Cibercondria: a doença da era digital

Enviada em 06/06/2020

Sempre ácido e crítico, Machado de Assis, em “Memórias Póstumas de Brás Cubas”, satirizava as hipocrisias e os maus hábitos da sociedade brasileira do século XIX. Ainda que dois séculos tenham se passado, desde a época em que viveu o escritor realista, pouco mudou quando se observa a cibercondria como doença da era digital. Diante disso, cabe analisar tanto a dependência de uso da Internet quanto o fácil acesso à informações para o autodiagnóstico como fatores desse cenário, a fim de revertê-lo.

Considerando o exposto, convém pontuar a cibercultura como manifestação psicopatológica da pós-modernidade. Nesse contexto, a criação do Facebook por Mark Zuckerberg favoreceu o desenvolvimento de redes sociais e outras inovações tecnológicas. Desse modo, a revolução dos modelos de comunicação, incitada pela Web, e seu aprimoramento representa, no contexto atual, um problema de alienação.

Outrossim, vale salientar a facilidade de acesso à diversas explicações de sintomas no “Dr.
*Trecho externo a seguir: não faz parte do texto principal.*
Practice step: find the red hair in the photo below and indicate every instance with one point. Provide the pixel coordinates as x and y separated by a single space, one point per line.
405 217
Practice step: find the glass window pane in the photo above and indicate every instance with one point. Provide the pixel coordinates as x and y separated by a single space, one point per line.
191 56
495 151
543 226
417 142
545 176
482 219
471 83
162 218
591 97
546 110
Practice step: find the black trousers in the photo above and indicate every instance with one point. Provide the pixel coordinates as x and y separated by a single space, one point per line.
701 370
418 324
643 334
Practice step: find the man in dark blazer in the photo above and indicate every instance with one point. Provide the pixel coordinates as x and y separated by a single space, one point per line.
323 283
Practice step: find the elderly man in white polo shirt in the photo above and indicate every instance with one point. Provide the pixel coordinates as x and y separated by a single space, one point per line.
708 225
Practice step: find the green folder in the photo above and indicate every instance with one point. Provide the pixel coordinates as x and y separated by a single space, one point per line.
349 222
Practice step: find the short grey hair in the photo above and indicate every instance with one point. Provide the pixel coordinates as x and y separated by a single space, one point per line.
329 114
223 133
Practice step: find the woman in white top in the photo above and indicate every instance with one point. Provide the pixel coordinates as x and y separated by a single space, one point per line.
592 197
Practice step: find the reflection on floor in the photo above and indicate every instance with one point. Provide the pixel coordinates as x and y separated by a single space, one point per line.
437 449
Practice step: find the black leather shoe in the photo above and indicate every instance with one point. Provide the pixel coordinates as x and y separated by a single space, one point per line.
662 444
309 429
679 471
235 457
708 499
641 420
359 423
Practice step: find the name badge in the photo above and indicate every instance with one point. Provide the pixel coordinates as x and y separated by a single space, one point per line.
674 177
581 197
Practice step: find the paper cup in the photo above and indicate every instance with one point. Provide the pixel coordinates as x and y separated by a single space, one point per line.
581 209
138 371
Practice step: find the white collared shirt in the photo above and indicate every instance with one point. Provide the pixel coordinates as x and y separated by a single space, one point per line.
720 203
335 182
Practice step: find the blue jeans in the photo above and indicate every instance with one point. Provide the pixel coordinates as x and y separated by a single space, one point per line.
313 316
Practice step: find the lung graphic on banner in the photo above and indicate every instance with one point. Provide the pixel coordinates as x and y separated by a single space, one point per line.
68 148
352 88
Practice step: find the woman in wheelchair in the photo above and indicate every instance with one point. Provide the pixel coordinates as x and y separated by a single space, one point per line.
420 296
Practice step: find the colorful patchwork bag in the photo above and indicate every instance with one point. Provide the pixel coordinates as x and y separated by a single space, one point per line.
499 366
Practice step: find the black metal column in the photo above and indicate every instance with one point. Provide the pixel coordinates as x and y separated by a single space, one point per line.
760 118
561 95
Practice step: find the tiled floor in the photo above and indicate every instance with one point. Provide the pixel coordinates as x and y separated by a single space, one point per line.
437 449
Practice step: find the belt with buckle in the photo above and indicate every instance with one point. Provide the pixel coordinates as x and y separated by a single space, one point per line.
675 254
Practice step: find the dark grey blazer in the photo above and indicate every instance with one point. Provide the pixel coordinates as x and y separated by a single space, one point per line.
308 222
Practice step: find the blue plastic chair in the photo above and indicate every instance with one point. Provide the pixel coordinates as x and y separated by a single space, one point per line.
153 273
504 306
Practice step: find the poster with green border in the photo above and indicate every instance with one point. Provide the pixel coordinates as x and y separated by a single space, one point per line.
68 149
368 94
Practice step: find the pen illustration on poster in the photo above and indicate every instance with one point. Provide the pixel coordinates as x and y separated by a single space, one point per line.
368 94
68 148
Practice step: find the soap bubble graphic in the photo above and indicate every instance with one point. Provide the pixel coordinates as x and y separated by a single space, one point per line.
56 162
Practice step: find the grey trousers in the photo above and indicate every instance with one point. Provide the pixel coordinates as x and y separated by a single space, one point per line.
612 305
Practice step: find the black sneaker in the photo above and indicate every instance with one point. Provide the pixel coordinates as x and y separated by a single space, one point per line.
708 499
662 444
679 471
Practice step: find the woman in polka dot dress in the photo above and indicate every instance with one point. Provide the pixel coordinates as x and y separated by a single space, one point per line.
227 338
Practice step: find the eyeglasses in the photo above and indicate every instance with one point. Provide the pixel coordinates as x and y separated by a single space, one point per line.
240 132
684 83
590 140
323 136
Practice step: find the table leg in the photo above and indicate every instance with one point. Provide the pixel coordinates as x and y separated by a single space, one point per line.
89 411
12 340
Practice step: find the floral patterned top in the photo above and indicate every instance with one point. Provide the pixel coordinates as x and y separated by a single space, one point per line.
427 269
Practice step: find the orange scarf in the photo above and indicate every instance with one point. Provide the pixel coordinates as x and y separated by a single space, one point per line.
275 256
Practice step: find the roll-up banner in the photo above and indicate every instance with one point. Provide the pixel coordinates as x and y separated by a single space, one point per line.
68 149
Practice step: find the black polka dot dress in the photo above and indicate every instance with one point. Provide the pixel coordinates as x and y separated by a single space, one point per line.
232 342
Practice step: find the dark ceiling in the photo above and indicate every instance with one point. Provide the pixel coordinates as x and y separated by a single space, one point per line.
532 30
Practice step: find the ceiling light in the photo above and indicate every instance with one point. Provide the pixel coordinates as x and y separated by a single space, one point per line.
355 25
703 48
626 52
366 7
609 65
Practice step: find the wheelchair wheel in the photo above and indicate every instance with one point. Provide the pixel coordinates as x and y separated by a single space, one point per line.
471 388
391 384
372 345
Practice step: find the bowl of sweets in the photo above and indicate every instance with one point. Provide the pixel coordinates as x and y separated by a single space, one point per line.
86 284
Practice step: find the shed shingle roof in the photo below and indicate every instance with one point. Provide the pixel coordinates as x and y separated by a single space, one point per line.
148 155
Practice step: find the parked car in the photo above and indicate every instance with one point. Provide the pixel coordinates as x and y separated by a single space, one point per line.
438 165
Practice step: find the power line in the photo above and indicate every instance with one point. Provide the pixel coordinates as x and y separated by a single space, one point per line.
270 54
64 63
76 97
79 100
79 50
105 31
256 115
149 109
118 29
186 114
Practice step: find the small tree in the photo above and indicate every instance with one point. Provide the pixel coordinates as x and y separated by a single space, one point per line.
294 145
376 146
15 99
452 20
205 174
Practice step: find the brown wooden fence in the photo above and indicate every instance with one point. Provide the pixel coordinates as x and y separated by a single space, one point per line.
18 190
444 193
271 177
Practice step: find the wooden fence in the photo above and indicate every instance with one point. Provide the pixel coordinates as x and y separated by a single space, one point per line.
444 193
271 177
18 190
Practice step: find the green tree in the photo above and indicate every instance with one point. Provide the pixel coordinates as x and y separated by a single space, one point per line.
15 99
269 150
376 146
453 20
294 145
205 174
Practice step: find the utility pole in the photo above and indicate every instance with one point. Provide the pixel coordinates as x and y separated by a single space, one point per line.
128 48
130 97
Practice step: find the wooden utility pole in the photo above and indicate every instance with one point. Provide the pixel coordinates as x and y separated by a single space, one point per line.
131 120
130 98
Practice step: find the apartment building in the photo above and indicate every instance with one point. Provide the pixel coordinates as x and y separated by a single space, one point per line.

Google”. À luz dessa ideia, no Brasil, a maior parte da população realiza a automedicação corriqueiramente, de acordo com dados do Conselho Federal de Farmácia. Não há como negar, portanto, que o diagnóstico, a interpretação de exames, a prescrição de tratamentos, entre outras especialidades de um profissional da saúde, são exercidas pelos próprios indivíduos que, por meio de pesquisas online, consideram-se aptos para tal tarefa.

Urgem, pois, intervenções pontuais para sanar essa problemática. Portanto, a mídia, principal veículo formador de opinião, deve promover campanhas educativas acerca do consumo online consciente, com foco em buscas sobre enfermidades. Tal ação pode ser realizada por meio das mídias sociais de amplo acesso entre os brasileiros, a fim de melhor informar a população acerca dos perigos da autonomia indevida. Com tais ações, espera-se que o pensamento machadiano seja alterado.